How does DoubleVerify leverage AI today with Human Oversight?
DoubleVerify leverages the potent combination of machine learning models and human oversight to combat fraud at scale effectively. Our advanced AI algorithms play a pivotal role in rapidly detecting fraudulent activities, providing a robust first line of defense. However, recognizing the significance of human intuition and oversight, our experts are intricately involved in the process to enhance accuracy. In content classification, particularly in video and other media, DoubleVerify relies on the power of machine learning for efficient classification. The indispensable touch of human oversight complements the synergy of AI-driven classification. This collaborative approach ensures high precision in content categorization, recognizing the unique strengths that both AI and human expertise bring to the table.

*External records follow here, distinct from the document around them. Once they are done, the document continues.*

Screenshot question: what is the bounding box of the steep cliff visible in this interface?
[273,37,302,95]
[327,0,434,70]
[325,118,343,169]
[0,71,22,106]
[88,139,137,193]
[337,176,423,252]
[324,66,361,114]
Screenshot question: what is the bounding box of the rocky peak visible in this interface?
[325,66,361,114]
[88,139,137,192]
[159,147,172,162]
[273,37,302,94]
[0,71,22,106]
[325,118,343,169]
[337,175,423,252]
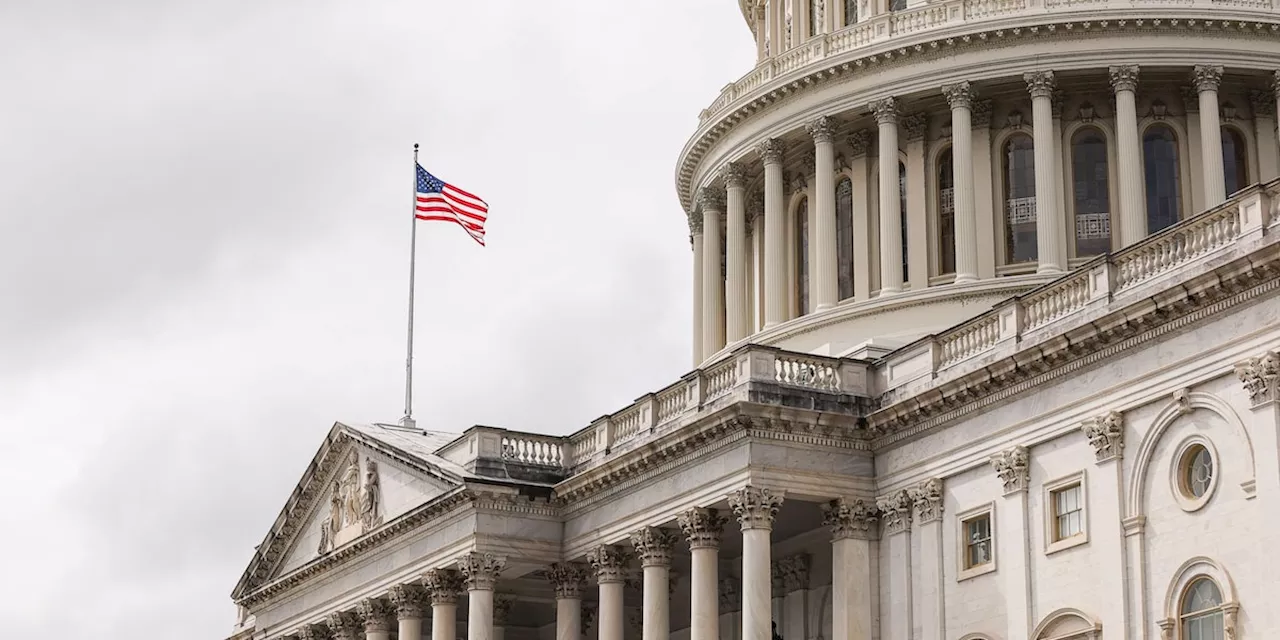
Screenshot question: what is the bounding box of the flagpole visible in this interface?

Regarding attention-driven aspects, such as campaign optimization, performance management and cost efficiency, AI also drives these strategies. Our AI-powered systems excel in navigating the complexities of campaign optimization, delivering practical and cost-conscious results. Human oversight, meanwhile, ensures that the AI technology remains aligned with the overarching goals and values of the organization. Furthermore, DV fraud detection is at the forefront of addressing the challenges posed by AI-generated content replication. Our expertise in impression-based telemetry and fraud detection methodologies, guided by AI capabilities and human insight, empowers us to identify and mitigate invalid traffic across various platforms. This dual approach strengthens our ability to adapt and respond swiftly to evolving fraudulent schemes, safeguarding against manipulative tactics that may shift from one shell website or app to another.